Hélas, hélas, hélas! Même la participation de noms aussi établis que Féodor Atkin (Adolphe Éloi, le "Saint Père"), d'Anna Karina (Berthe Granjeux, la "Sainte Mère") et de Pascale Ogier (pusillanime "Soeur Angélique", dans le dernier rôle de sa carrière qui sera écourtée -par coïncidence- au moment même de la sortie officielle du film) ne peuvent sortir ce film du terrible bourbier dans lequel il cherche à enliser le spectateur.
Un prêtre défroqué (Atkine), concubin d'une femme (Karina) qu'un faux mysticisme à rabais rend complètement hystérique et cruelle envers ses ouailles impuissantes, exercent une domination totale non seulement sur la vie spirituelle, mais jusque sur la conduite des affaires financières d'une petite communauté rurale isolée du monde extérieur, dans le but de s'enrichir à leurs dépens. Seule une religieuse (?) (Ogier), sorte de femme-enfant en contemplation placide et naïve tant des réalités les plus banales que des paroles des Évangiles, trouve grâce à leurs yeux, car elle semble aveugle à la corruption et à la haine maladive du "Saint Père" et de la "Sainte Mère" à l'égard des pauvres paysans prisonniers de cette secte improvisée.

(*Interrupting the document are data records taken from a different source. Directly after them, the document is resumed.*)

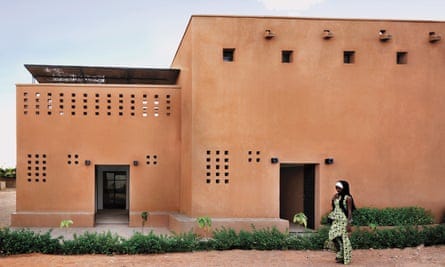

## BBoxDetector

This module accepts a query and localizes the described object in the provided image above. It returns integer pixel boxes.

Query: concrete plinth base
[168,213,290,234]
[11,212,94,227]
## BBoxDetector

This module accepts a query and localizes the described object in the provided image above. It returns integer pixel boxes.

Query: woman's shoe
[335,257,344,264]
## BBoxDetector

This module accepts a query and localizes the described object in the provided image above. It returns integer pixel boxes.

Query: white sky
[0,0,444,167]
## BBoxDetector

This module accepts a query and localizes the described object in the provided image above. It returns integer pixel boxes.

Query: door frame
[95,165,130,212]
[279,163,317,229]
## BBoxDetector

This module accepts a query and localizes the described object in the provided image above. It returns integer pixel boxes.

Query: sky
[0,0,444,167]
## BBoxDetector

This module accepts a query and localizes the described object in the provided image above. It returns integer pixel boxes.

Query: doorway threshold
[96,209,129,225]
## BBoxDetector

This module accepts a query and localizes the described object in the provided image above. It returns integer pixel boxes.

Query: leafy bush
[1,224,445,255]
[123,231,163,254]
[61,231,124,255]
[0,228,61,255]
[212,227,239,250]
[210,226,288,250]
[353,207,434,226]
[250,227,287,250]
[321,206,434,226]
[350,224,445,249]
[162,231,199,252]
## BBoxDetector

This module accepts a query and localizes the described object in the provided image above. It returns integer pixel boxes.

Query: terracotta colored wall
[14,84,181,226]
[173,22,194,215]
[173,16,445,224]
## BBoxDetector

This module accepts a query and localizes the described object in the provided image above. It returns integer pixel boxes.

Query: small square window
[223,48,235,62]
[397,52,407,64]
[344,51,355,64]
[282,50,293,63]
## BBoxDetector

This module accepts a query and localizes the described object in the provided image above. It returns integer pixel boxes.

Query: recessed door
[103,171,127,209]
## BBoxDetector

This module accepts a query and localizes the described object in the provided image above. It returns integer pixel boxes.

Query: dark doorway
[103,171,127,209]
[95,165,129,224]
[280,164,316,229]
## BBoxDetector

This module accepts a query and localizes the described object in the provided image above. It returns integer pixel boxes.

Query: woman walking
[327,180,356,264]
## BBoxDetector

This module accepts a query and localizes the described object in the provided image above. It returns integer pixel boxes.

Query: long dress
[328,196,352,264]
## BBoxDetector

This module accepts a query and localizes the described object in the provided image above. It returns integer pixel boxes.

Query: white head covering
[335,182,343,189]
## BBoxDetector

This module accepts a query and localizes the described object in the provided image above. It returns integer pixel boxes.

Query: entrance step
[96,210,128,224]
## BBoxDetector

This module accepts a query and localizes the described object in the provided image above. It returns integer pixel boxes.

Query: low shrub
[352,207,434,226]
[0,228,61,255]
[123,231,164,254]
[1,224,445,255]
[62,231,124,255]
[212,227,239,250]
[351,224,445,249]
[322,206,434,226]
[162,231,199,252]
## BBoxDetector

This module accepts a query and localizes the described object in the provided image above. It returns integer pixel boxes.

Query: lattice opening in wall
[58,92,65,116]
[130,94,135,116]
[70,93,77,116]
[34,92,41,115]
[166,94,171,116]
[154,94,159,117]
[26,153,47,183]
[118,93,124,116]
[248,150,261,163]
[23,92,29,115]
[94,93,100,116]
[106,93,112,116]
[205,150,230,184]
[82,93,88,116]
[67,154,80,165]
[142,94,148,117]
[146,154,158,165]
[47,92,53,115]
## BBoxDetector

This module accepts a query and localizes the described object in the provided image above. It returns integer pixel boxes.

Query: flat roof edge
[190,14,445,23]
[25,64,180,85]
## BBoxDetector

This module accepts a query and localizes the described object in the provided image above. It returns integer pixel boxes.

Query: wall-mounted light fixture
[264,29,275,39]
[325,158,334,165]
[84,160,91,166]
[429,31,441,43]
[379,29,392,41]
[133,160,139,166]
[271,157,279,164]
[323,29,334,39]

Car il s'agit bien d'une tentative de critique satirique que le scénario, de la plume de Paul Gégauff, qui sera assassiné l'année suivante par sa femme en Norvège, du film se voulait de l'aveu même de son réalisateur Jacques Richard (dont la carrière cinématographique sombra suite à cette sortie désastreuse), et non d'une attaque frontale du catholicisme. Cette défense est plausible, sauf que le procédé, lui, est complètement, irrémédiablement, extraordinairement rate.
Le jeu des acteurs, et tout spécialement celui d'Anna Karina, dont la candeur rafraîchissante de ses premiers films avec Godard s'est ici métamorphosée en une suite d'éclats verbaux frisant les paroxysmes de la paranoïa pseudo-mystique, et qui s'avère rapidement insupportable, même en acceptant qu'il s'agit de dépeindre les aspects les plus répugnants du fanatisme religieux. Carle jeu de Karina ici est si mauvais par ses exagérations obsessionnelles maladives, que son personnage dépasse rapidement le seuil au-delà duquel la volonté du spectateur de se prêter à l'exercice a déjà atteint ses limites.

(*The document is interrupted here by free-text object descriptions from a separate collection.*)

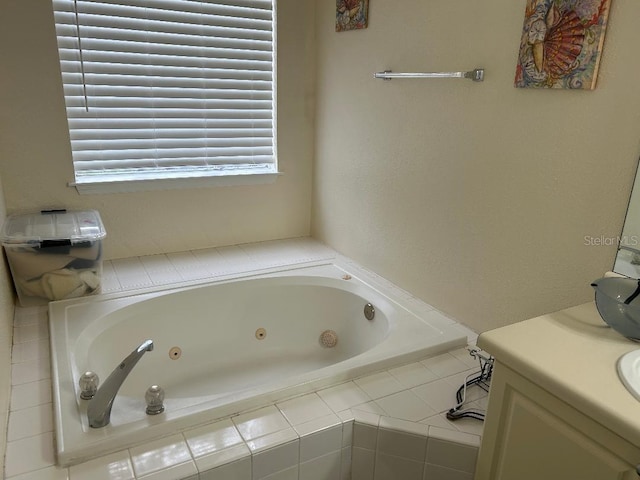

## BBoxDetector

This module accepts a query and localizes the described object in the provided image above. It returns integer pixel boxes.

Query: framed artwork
[336,0,369,32]
[515,0,612,89]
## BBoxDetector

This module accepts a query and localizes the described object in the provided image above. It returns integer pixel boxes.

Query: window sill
[69,171,282,195]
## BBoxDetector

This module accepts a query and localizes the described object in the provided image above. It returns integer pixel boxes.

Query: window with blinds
[52,0,277,193]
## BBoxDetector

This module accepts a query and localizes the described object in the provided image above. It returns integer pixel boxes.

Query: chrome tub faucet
[87,339,154,428]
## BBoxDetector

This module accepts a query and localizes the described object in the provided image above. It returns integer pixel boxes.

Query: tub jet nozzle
[320,330,338,348]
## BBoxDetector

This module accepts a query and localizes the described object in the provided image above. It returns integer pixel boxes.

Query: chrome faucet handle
[145,385,165,415]
[79,371,99,400]
[88,339,155,428]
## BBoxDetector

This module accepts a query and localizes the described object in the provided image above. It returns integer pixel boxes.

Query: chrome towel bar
[374,68,484,82]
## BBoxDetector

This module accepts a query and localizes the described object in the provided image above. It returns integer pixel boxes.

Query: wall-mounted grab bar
[374,68,484,82]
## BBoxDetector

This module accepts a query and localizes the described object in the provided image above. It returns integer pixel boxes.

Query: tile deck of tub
[5,237,484,480]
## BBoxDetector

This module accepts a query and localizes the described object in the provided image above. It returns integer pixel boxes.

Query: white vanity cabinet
[475,303,640,480]
[475,361,640,479]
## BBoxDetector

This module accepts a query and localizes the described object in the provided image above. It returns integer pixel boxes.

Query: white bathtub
[49,262,466,466]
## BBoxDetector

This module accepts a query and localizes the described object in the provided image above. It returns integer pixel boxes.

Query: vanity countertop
[478,302,640,447]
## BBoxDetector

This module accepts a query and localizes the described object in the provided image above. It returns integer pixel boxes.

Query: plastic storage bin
[0,210,106,306]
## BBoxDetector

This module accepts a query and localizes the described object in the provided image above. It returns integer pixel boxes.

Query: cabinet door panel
[493,386,633,480]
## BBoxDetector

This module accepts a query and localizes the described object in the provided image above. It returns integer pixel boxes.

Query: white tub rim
[49,260,466,466]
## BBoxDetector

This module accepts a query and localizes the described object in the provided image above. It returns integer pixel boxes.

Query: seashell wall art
[515,0,612,89]
[336,0,369,32]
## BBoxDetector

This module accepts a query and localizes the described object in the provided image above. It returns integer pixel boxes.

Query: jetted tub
[49,262,466,466]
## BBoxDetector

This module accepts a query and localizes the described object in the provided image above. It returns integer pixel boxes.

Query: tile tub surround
[4,238,482,479]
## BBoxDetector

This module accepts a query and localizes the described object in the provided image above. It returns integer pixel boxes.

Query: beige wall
[312,0,640,332]
[0,0,315,260]
[2,0,640,336]
[0,174,16,473]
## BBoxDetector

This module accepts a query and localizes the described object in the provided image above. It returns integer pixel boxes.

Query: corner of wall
[0,174,16,475]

Le film est exaspérant de grandiloquence frisant l'amateurisme, et ni la réserve d'Atkine ni la douceur d'Ogier ne suffisent à limiter les dégâts causés par le jeu ridicule de Karina, qui a pourtant déjà vu de bien meilleurs jours.
Quant au personnage d'Ursula (Isabelle Pasco), une adolescente dont la mère est une pauvre femme membre de la secte, et qui vit ses premiers émois sexuels avec le jeune Paul (Balthazar Clémenti), elle deviendra la souffre-douleur de la Sainte Mère, pendant que le film sombré dans un misérabilisme sadique atroce et aux limites du supportable.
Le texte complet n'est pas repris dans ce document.